Декан закрыл глаза, а сэр Богдер залпом осушил рюмку бренди.
— Мы спросили мнение многоуважаемого Декана, — продолжал Каррингтон.
Декан открыл глаза и узрел собственную физиономию.
— Головы сегодняшних молодых людей забиты анархической чепухой. Они вообразили, что насилием и неистовством можно исправить мир, — услышал он свои слова.
— Ничего подобного! О Пупсере и речи не было!
Каррингтон на экране позволил себе не согласиться с Деканом:
— Так вы считаете, что самоубийство мистера Пупсера — акт саморазрушительного нигилизма и умственного перенапряжения?
— Покерхаус всегда был гребным колледжем. В прошлом мы пытались достичь равновесия между спортивными и научными занятиями, — ответил теледекан.
— Он же меня не о том спрашивал!

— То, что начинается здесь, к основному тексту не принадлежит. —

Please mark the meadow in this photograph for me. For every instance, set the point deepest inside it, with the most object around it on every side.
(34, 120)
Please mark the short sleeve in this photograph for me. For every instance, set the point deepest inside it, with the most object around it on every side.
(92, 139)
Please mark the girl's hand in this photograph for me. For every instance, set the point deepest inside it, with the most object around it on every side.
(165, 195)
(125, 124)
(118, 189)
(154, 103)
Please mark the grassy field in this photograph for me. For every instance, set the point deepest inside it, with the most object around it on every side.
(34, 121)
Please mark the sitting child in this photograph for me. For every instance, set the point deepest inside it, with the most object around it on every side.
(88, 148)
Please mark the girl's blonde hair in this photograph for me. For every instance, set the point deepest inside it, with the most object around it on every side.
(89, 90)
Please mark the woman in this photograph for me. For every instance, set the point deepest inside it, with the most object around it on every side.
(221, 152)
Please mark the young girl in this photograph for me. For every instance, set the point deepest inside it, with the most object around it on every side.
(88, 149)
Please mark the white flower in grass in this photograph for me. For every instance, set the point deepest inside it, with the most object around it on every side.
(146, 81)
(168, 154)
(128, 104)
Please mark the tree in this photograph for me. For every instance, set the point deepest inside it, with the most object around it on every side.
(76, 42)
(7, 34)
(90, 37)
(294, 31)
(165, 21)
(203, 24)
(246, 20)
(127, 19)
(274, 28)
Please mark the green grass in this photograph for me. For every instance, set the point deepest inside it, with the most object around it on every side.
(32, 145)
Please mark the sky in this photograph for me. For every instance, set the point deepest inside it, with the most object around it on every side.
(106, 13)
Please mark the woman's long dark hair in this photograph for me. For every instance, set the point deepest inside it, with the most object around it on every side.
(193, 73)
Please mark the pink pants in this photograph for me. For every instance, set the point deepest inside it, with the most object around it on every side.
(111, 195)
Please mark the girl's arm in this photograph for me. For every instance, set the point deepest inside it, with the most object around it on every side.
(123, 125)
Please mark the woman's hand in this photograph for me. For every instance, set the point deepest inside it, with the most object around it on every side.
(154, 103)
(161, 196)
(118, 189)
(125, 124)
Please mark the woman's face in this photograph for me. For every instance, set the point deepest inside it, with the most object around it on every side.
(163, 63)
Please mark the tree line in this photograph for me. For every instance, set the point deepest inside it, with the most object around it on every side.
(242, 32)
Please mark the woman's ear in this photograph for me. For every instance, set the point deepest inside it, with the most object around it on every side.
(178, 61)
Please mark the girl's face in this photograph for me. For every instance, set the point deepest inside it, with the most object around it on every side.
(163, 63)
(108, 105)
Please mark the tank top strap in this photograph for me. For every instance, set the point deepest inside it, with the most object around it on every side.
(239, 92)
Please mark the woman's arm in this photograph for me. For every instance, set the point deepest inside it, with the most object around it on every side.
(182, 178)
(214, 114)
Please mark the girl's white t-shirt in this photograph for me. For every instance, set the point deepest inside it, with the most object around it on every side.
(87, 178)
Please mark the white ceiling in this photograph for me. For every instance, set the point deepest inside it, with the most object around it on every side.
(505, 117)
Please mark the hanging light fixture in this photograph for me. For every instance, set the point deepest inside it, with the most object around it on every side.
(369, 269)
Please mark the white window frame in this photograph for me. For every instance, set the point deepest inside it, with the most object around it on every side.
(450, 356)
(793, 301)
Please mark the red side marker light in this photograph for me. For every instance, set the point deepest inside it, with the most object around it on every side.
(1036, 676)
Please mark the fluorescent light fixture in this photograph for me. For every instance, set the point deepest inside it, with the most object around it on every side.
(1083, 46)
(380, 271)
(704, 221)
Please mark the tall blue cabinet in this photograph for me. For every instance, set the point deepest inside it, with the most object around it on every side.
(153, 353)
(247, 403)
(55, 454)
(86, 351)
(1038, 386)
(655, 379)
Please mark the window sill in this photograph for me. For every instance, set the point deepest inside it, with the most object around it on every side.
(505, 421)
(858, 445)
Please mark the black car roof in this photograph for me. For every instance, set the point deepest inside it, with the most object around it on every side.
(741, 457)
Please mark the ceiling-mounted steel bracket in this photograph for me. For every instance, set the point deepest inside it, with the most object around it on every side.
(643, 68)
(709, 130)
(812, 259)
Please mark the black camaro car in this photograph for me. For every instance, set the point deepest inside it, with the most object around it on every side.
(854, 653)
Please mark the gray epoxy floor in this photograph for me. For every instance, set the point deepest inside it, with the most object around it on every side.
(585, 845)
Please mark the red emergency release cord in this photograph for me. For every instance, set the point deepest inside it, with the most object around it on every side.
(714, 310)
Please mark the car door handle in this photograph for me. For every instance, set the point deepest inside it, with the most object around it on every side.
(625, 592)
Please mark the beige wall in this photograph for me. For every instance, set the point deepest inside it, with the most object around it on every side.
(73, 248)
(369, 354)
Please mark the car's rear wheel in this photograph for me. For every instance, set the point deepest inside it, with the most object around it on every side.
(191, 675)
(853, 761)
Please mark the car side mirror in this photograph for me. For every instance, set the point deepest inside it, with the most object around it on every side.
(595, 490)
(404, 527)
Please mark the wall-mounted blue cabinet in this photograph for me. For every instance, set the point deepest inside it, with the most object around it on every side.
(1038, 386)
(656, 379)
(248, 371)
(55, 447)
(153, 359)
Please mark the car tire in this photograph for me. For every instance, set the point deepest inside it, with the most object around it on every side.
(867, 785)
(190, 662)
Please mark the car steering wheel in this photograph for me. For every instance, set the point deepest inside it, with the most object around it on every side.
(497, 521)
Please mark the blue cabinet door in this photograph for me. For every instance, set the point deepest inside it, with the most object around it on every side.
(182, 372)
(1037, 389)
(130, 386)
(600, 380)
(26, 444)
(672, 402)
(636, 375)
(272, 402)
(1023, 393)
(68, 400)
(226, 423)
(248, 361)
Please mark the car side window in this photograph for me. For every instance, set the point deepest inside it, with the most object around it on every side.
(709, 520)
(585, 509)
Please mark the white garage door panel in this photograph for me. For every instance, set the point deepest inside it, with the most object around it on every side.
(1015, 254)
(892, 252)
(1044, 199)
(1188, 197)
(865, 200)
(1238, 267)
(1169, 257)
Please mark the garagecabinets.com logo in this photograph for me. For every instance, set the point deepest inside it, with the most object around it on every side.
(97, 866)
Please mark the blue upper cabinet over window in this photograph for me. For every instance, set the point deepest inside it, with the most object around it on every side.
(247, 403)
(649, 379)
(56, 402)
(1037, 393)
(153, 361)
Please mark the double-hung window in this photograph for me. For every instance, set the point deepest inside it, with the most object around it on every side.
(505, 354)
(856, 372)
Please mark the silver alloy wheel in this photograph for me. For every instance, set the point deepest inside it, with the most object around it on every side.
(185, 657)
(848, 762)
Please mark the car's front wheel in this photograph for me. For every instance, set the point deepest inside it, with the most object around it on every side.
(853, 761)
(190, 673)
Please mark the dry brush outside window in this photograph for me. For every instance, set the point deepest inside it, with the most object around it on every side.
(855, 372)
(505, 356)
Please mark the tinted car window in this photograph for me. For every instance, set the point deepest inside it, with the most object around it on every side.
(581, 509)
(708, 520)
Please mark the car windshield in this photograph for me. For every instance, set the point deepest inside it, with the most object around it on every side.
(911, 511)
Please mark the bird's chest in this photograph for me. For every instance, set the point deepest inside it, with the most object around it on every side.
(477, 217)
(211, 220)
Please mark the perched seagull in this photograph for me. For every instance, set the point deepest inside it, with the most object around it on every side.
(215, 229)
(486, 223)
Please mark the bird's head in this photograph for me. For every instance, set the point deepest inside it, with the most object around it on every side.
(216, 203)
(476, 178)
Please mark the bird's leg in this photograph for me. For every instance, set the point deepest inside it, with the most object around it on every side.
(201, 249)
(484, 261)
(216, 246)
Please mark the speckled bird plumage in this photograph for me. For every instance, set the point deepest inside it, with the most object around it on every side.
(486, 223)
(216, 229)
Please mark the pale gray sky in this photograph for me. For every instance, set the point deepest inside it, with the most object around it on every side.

Он выдергивает мои слова из контекста! — бесновался прототип.
— Вы не рассматриваете это как помешательство на сексуальной почве? — перебил Каррингтон.
— Сексуальной неразборчивости нет места в Покерхаусе, — заявил Декан.
— А вы запели по-новому, — заметил Капеллан.
— Я этого не говорил, я сказал…
— Тише! — призвал к порядку сэр Богдер. — Дайте нам самим услышать, что вы сказали.
Декан покраснел в темноте.
— Мы проинтервьюировали Капеллана Покерхауса в саду Совета колледжа.
Декан и епископ Файрбрэйс исчезли, их сменили вязы, декоративные каменные горки и две крошечные фигурки на лужайке.
— Надо же — сад, оказывается, такой большой, а я такой маленький, — восхитился Капеллан.
— Обман зрения. Снимали широкоугольным объективом… — начал объяснять сэр Кошкарт.
— Обман? — фыркнул Декан. — Конечно. Вся треклятая передача — сплошной обман!
Камера подобралась поближе.
— Этот фундамент остался от борделя. Кое-кто считает, что тут монастырь был. Ничего подобного, самый настоящий бордель, с девками. А что? В пятнадцатом столетии… Обычное дело. Только сгорел он в 1541 году. Такая жалость. Впрочем, ручаться не могу, может, в борделе и монахини были. А что? У католиков это запросто, — разносился по лужайке зычный Капелланов глас.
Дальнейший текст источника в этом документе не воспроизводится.